A week after Women Deliver, global health security was the top subject of discussion at the World Health Assembly, as member states recognize that sustainable development will be unattainable if resilient health systems cannot withstand epidemics like the Ebola, MERS, and Zika viruses. Ultimately, global health security requires individual health security; we must not only support rapid detection and response to cross-border infectious disease threats, but we must also guarantee that every individual has access to safe and effective health care.

And what this requires, in turn, is an adequate, equitably distributed, skilled, and well-equipped health workforce. Health workers, like Clementina, turn aspirations into actions. They constantly ‘innovate,’ building bridges to work failing health systems so that everyone facing a health emergency can get the treatment they need. T

he newly approved Global Strategy on Human Resources for Health: Workforce 2030 aims to support achievement of Sustainable Development Goal (SDG) target 3C, to “substantially increase health financing and the recruitment, development, training and retention of the health workforce,” by ensuring equitable access to high-quality health workers and filling a global shortage of health-care workers that is estimated to exceed 14 million in 2030.

This global Human Resources for Health strategy lays out the minimum density of doctors, nurses, and midwives needed to meet the SDG health targets and deliver universal health coverage (UHC) — 4.45 per 1,000 population. We need to develop clear strategies and make conscious investments in building the health workforce to achieve this target.

A 2013 WHO report, A universal truth: No health without a workforce, identified key causes for the critical shortage of healthcare workers: an ageing health workforce, recruitment and retention challenges, inadequate training, population growth, emerging and re-emerging pandemics, and increasing risks of non-communicable diseases.  Inequality in distribution is exacerbated by internal and international migration of health workers, leading to regional imbalances.

To overcome these challenges and fulfill the promise of Workforce 2030, countries must invest in health workers and devote resources to implementation, monitoring, evaluation, accountability, and learning.

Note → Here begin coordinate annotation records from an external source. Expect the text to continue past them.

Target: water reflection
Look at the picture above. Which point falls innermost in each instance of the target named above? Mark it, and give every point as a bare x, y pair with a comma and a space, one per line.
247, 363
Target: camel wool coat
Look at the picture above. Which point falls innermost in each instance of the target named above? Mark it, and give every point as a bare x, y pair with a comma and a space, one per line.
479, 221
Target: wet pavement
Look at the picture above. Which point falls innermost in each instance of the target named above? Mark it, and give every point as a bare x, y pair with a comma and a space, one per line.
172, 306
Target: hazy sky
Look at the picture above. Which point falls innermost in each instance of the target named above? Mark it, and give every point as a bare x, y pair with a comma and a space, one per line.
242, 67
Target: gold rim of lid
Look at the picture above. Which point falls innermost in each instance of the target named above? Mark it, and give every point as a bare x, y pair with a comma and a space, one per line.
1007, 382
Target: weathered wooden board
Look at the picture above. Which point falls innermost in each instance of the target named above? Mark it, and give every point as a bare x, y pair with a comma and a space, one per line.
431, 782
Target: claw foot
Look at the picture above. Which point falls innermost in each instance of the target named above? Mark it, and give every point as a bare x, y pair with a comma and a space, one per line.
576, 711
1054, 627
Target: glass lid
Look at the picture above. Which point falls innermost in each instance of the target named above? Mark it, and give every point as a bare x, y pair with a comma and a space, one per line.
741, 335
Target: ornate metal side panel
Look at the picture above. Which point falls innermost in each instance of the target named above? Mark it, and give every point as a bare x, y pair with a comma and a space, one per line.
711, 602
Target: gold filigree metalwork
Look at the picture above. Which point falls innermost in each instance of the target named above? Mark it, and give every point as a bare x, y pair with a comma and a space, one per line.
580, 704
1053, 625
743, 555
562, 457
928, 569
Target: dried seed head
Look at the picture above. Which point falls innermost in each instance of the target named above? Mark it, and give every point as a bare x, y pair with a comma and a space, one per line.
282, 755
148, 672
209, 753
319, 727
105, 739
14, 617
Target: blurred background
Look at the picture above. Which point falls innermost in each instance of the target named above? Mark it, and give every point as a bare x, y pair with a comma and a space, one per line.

After Women Deliver, I returned to Kenya inspired by the sacrifice of Clementina and her fellow midwives, and was met by yet another example of dedication, as I witnessed a healthcare worker wading through the floods--which have recently covered many Kenyan communities--to take measles vaccines to villagers in Busia County.

Like Clementina and this Kenyan woman confronting inhospitable environments, skilled health professionals are our communities’ first line of defense. Health workers are the key to individual health security, and thus also to global health security. Without them, no health system can function well and serve its users effectively and equitably. Meeting our health goals means investing in the health workforce.